Dinosaurs, mammoths, ibexes, frogs: a great deal of animals have gone the way of the dodo. Are we next? And would the world be better off without us? In Episode 116 of Overthink, Ellie and David talk about extinction, from Christian eschatology, to the perils of Anthropocene, to cutting-edge de-extinction technology. They turn to animal ethics and scientific dilemmas in search of the ethical approaches that might equip us to think about the extinction of animals, and perhaps even our own. Plu...
Hello and welcome to Overthink, the podcast.

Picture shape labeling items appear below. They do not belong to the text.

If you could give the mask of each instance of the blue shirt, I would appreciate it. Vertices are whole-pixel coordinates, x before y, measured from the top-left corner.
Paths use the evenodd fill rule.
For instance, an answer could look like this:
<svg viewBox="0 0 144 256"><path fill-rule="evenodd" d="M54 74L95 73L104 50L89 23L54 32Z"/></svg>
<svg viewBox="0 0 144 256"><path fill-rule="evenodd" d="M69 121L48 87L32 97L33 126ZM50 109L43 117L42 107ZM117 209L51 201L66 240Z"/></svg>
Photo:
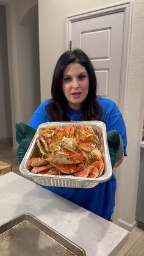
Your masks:
<svg viewBox="0 0 144 256"><path fill-rule="evenodd" d="M103 122L106 125L107 131L117 130L123 141L124 155L126 155L127 137L125 124L121 112L115 103L105 98L98 98L98 101L103 109ZM40 124L49 122L45 106L49 102L43 102L35 111L29 125L37 129ZM81 120L79 111L67 110L67 115L73 121ZM99 183L92 188L61 188L43 186L43 188L57 194L77 205L108 219L112 214L115 207L115 195L117 188L114 174L109 180Z"/></svg>

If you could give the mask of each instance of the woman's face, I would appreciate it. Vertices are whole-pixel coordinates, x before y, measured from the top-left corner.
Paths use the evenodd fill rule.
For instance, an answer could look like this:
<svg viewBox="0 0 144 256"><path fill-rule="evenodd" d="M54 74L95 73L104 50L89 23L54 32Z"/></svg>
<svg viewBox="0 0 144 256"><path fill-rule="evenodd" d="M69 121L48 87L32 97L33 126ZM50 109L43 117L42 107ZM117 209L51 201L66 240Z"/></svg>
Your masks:
<svg viewBox="0 0 144 256"><path fill-rule="evenodd" d="M62 89L71 109L81 109L88 87L88 75L85 67L78 63L68 64L63 71Z"/></svg>

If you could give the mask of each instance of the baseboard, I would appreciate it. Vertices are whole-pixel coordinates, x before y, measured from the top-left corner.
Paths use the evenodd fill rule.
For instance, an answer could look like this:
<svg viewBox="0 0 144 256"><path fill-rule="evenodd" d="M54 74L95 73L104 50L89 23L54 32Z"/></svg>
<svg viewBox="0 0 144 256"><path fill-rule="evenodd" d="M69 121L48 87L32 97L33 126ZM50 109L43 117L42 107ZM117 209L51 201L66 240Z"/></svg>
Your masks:
<svg viewBox="0 0 144 256"><path fill-rule="evenodd" d="M134 221L132 224L126 222L126 221L123 221L121 219L118 219L117 225L123 229L126 229L129 232L132 232L134 229L138 225L137 222Z"/></svg>

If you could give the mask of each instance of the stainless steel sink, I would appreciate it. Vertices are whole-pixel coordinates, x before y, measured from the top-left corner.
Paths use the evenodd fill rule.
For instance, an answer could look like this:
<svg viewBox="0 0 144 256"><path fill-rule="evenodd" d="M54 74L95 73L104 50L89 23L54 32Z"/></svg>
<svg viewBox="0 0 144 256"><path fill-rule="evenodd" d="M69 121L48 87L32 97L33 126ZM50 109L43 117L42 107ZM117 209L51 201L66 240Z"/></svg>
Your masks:
<svg viewBox="0 0 144 256"><path fill-rule="evenodd" d="M2 256L86 255L82 248L29 214L0 226L0 244Z"/></svg>

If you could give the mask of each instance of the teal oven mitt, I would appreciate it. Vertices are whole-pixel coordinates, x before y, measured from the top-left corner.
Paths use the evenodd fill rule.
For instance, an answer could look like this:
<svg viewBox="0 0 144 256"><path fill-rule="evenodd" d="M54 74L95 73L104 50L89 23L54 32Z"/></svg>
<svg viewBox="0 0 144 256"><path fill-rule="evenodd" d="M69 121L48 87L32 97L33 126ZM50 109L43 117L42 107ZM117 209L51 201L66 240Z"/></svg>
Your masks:
<svg viewBox="0 0 144 256"><path fill-rule="evenodd" d="M22 161L35 134L36 130L23 123L15 124L16 141L18 142L17 157L20 164Z"/></svg>
<svg viewBox="0 0 144 256"><path fill-rule="evenodd" d="M111 164L113 168L115 163L120 160L123 155L123 141L121 136L115 130L109 131L107 133L107 139Z"/></svg>

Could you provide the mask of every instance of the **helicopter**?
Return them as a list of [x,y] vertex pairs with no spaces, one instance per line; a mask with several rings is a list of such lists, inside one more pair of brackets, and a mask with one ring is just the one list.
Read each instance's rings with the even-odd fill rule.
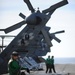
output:
[[[7,64],[13,51],[19,52],[21,57],[25,60],[27,59],[25,57],[32,57],[36,62],[41,62],[38,57],[44,56],[51,51],[50,48],[53,46],[51,41],[54,39],[58,43],[61,42],[61,40],[55,35],[65,32],[64,30],[61,30],[54,33],[49,33],[51,27],[47,27],[46,23],[49,21],[51,15],[57,8],[68,4],[67,0],[56,3],[49,8],[42,10],[42,12],[40,12],[39,8],[35,11],[29,0],[24,0],[24,2],[31,11],[31,14],[26,17],[23,13],[20,13],[19,16],[23,18],[23,21],[6,29],[2,29],[7,34],[20,28],[22,25],[25,25],[24,29],[0,54],[1,74],[7,73]],[[3,67],[4,69],[2,69]]]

Where two friends who are also philosophers put ideas in dialogue with everyday life.
I'm Ellie Anderson.
And I'm David Pena Guzman.
David, what do you know about the dodo?
Um, the bird I assume you were talking about.

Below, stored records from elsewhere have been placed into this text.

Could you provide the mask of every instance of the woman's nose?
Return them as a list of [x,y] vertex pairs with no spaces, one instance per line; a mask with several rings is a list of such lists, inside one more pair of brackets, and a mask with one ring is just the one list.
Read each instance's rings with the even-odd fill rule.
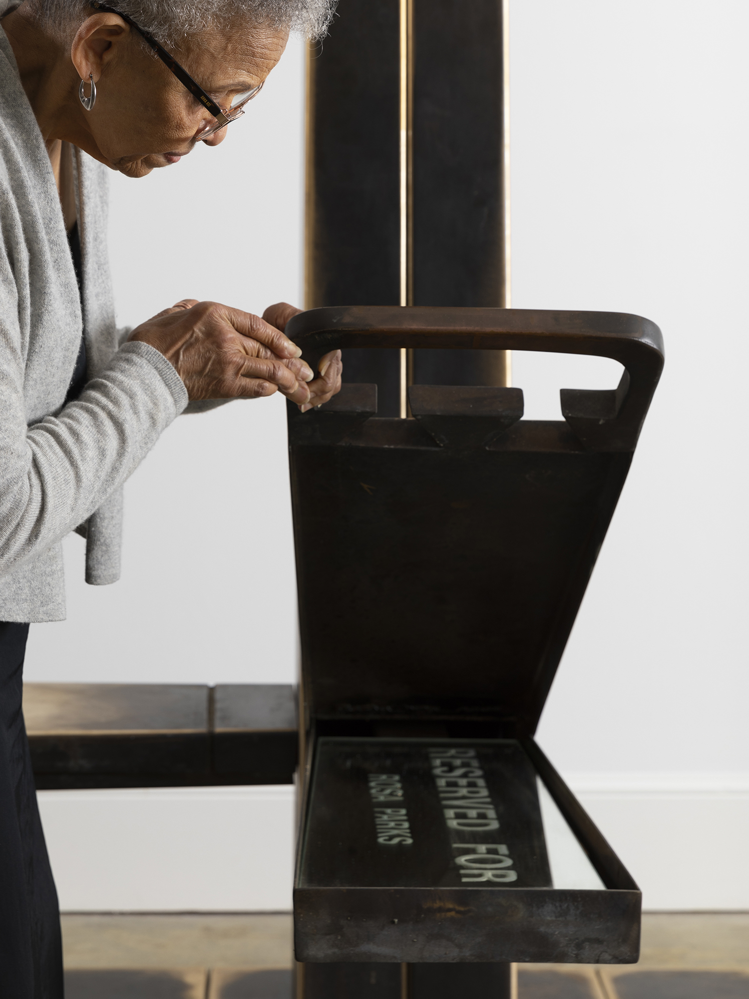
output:
[[204,139],[203,141],[207,146],[218,146],[220,143],[224,142],[226,137],[227,137],[227,130],[226,128],[222,128],[219,129],[218,132],[214,132],[213,135],[210,135],[208,139]]

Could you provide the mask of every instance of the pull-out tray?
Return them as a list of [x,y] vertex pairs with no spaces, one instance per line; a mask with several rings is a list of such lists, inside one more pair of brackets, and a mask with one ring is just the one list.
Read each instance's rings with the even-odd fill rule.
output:
[[[539,775],[598,889],[554,887]],[[298,960],[626,963],[639,918],[637,886],[532,740],[316,740]]]

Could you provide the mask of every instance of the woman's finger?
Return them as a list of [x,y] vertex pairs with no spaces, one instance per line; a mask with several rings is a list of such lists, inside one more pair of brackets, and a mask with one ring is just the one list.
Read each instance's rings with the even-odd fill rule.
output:
[[160,313],[154,316],[154,319],[159,319],[160,316],[171,316],[172,313],[181,312],[184,309],[192,309],[193,306],[198,305],[198,299],[183,299],[181,302],[175,302],[171,309],[163,309]]
[[320,359],[318,368],[320,378],[307,386],[310,390],[310,400],[300,407],[303,413],[307,413],[314,406],[323,406],[341,391],[341,377],[344,371],[341,351],[331,351],[330,354],[326,354]]
[[284,360],[302,357],[302,351],[293,344],[288,337],[285,337],[281,330],[266,323],[260,316],[253,316],[252,313],[242,312],[241,309],[230,309],[228,306],[220,307],[227,321],[234,327],[237,333],[251,340],[257,340],[259,344],[270,348],[277,358]]
[[288,302],[277,302],[275,306],[269,306],[268,309],[263,313],[263,319],[266,323],[270,323],[271,326],[275,326],[277,330],[281,330],[283,333],[286,330],[286,325],[290,319],[294,316],[298,316],[302,312],[296,306],[290,306]]

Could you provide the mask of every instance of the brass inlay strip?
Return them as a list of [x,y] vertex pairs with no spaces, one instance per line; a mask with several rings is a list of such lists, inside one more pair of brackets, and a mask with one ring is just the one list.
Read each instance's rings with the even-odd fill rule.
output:
[[313,59],[320,55],[319,44],[310,42],[307,46],[305,71],[307,93],[305,98],[305,232],[304,232],[304,302],[305,309],[314,309],[315,301],[315,130],[312,126],[313,104],[315,101],[315,73]]
[[[400,305],[413,305],[413,0],[400,2]],[[413,351],[400,350],[400,419],[408,413]]]
[[[512,301],[510,255],[509,197],[509,0],[502,0],[502,308],[509,309]],[[512,385],[512,352],[504,352],[504,385]]]

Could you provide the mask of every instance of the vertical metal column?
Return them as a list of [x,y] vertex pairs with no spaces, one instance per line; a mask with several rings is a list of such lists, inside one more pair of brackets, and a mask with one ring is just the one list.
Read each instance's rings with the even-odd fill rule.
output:
[[[306,305],[509,305],[508,0],[341,0],[308,63]],[[378,415],[505,352],[348,350]],[[308,964],[297,999],[515,999],[506,964]]]
[[[342,0],[311,50],[307,307],[508,306],[507,0]],[[503,353],[347,351],[380,416],[406,381],[508,384]]]

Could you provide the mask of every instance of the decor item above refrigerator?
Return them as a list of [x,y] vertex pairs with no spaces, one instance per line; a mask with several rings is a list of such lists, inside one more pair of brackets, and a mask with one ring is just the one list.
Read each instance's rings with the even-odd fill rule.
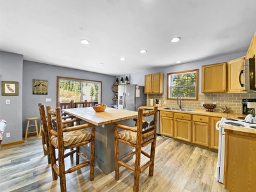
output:
[[136,84],[118,85],[118,109],[138,111],[138,108],[147,105],[144,86]]

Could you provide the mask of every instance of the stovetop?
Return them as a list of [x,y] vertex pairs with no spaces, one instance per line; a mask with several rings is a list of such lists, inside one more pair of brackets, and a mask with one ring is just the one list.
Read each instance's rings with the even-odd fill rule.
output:
[[246,122],[244,120],[240,119],[222,118],[220,125],[224,126],[227,125],[243,127],[244,128],[256,129],[256,124]]

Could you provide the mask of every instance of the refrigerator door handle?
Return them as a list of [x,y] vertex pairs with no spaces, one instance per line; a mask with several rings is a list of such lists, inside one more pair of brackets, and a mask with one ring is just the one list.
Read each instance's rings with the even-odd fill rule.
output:
[[124,98],[124,92],[123,93],[123,109],[125,109],[125,106],[124,106],[124,102],[125,102],[125,99]]
[[124,93],[124,109],[126,109],[126,93]]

I mean, I know that it was and is no longer.
Yeah, because it has gone extinct, like the name of this episode.
So I feel like the dodo, of course, has become a poster child for extinction.
And that's something that the philosopher Tom Van Doren talks about in his book Flightways.

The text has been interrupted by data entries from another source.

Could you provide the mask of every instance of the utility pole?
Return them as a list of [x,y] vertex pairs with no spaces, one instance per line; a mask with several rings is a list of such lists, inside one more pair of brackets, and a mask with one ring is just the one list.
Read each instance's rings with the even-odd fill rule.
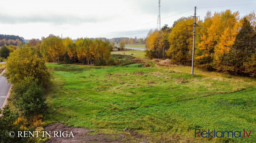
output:
[[161,29],[161,17],[160,16],[160,0],[158,1],[158,16],[157,17],[157,28],[159,27],[159,30]]
[[192,50],[192,69],[191,69],[191,74],[194,75],[194,44],[195,44],[195,38],[196,36],[196,26],[199,26],[196,23],[196,6],[194,7],[194,16],[191,16],[194,17],[194,23],[193,25],[188,25],[189,26],[194,26],[194,31],[193,32],[193,49]]

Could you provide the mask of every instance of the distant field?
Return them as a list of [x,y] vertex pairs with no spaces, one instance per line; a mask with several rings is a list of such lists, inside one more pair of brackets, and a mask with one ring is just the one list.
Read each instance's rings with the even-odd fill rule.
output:
[[[47,64],[54,79],[44,124],[62,122],[119,139],[123,134],[124,142],[256,142],[255,79],[137,65]],[[195,129],[252,131],[245,139],[195,138]]]
[[[115,46],[119,46],[118,44],[116,44]],[[125,46],[126,47],[136,47],[136,48],[146,48],[146,45],[144,44],[125,44]]]
[[145,52],[139,50],[130,50],[125,51],[117,51],[111,52],[111,54],[121,54],[123,55],[123,53],[125,53],[126,55],[131,55],[131,54],[133,54],[133,56],[137,57],[141,57],[144,58],[145,57]]

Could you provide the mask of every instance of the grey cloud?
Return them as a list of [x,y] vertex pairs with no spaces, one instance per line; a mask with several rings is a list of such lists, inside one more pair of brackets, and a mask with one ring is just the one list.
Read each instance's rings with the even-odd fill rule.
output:
[[71,15],[32,14],[13,16],[0,14],[0,23],[4,24],[43,22],[57,25],[78,24],[83,23],[96,23],[105,21],[107,20],[107,17],[99,18],[92,16],[80,17]]

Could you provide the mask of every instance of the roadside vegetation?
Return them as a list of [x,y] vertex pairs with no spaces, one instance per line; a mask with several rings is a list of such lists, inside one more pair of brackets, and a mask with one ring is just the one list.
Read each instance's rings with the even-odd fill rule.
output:
[[3,114],[0,117],[1,143],[44,141],[40,137],[11,138],[8,135],[10,131],[34,131],[41,126],[45,115],[47,107],[44,94],[50,83],[50,76],[37,52],[25,46],[11,53],[6,60],[4,75],[13,85],[10,104],[16,111],[8,105],[0,110]]
[[[197,23],[195,65],[208,70],[236,75],[256,76],[256,17],[254,12],[240,18],[230,10],[208,11]],[[179,65],[191,65],[193,43],[192,17],[182,17],[172,27],[150,31],[146,38],[150,59],[170,59]]]

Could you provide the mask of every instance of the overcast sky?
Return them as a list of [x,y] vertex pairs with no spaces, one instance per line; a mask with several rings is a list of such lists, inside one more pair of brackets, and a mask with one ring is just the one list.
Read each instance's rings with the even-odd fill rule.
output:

And the idea is like, you know, yeah,
we know the dodo went extinct to the extent that we even have phrases like dead as a dodo.
But I learned a lot more about the dodo from Van Doren's book.
Okay, I haven't read this book, but I do want to know what you learned, Ellie.
Okay.
The dodos are large, flightless birds who made their homes exclusively on the beautiful island of Mauritius,
a tropical island in East Africa.
And prior to human settlement of Mauritius,
they would have had ample fruit to eat and had no other terrestrial animals to compete with, let alone any predators.
Like, life was sweet for the dodo on the island of Mauritius.